While 852% is an eye-catching number, it fails to properly contextualize what the investment looks like for private equity firms. For starters, NBA franchises are hugely illiquid, with transactions often occurring decades apart.

While the returns may look like growth equity, the assets themselves perform more like small-cap-value real estate. The analogy goes further: Because of their cash-flow profile, media rights contracts can be compared to long-term lease agreements, as both have provisions for step-ups and escalation in price. 

The franchise value appreciation is attractive, but the annual returns on cash flow are not that great.

This fact, however, does not matter for a fund like Blue Owl. Of their overall $52.5 billion of assets under management, 91% is earmarked as permanent capital — to be invested over an unspecified period. 

Funds like Blue Owl (fund manager of Dyal) are inherently well-positioned to take longer-term bets on value-appreciating assets. The NBA and its franchises have demonstrated an ability to grow tremendously in value in recent decades due to myriad factors.

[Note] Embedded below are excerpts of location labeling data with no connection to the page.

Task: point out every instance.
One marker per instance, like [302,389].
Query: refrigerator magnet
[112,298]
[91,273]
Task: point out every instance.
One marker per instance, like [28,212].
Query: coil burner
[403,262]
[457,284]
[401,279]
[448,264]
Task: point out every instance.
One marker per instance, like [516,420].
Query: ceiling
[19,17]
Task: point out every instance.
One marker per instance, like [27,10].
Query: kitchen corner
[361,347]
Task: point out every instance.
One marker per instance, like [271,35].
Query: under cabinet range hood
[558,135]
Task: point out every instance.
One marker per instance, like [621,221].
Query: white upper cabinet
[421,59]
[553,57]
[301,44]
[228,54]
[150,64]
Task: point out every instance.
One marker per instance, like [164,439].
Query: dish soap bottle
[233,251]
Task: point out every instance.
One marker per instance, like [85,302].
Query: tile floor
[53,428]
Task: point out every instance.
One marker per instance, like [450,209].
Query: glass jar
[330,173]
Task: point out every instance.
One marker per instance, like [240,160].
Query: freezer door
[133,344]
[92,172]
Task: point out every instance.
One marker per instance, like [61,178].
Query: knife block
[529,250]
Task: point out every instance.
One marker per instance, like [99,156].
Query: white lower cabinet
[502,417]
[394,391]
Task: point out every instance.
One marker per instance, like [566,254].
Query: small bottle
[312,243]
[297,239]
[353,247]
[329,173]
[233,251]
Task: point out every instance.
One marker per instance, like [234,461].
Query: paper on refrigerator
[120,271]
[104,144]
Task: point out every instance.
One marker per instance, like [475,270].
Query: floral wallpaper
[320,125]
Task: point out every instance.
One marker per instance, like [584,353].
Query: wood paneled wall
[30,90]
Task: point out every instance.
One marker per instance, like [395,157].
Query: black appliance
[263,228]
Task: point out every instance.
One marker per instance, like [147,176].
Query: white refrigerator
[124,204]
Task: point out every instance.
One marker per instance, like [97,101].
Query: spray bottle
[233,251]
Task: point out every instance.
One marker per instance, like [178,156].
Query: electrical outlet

  • Media rights: These deals continue to be bid up, as live sports remain one of the only options for rights holders in the new SVOD world. Amazon and Apple have already thrown their hats into the ring, with YouTube TV close on their heels. The ability for leagues to bid up deals should remain healthy in the future.
  • Sports betting: A new revenue stream, plus a mechanism to capture a new generation of fans who require further levels of engagement. 
  • Sponsorship: Due to the league and teams’ unparalleled distribution capabilities, there will always be demand for partnerships.
  • Scarcity: In a world of abundance, sports franchises are a rare commodity that provide actual scarcity. With the search volume for “inflation” up over 211 million searches this month, the ability to own scarcity garners a warranted premium.
  • IP: Leagues and media properties alike benefit from having vaults of usable IP at their disposal. With the proliferation of NFTs and NBA Top Shot, there is a clear path for teams and leagues to monetize some of their previously forgotten assets. 

The Dyal example is one of many. Arctos and Sixth Street Partners have already left their imprint on NBA franchises, and there will likely be more to come in the not-so-distant future.

Going forward, one of the largest challenges to capital providers’ ability to participate in the upside of NBA franchise ownership will be the approval process.

Companies will require close to $1 billion of dry powder and a group of limited partners willing to sit on the sidelines for the long run.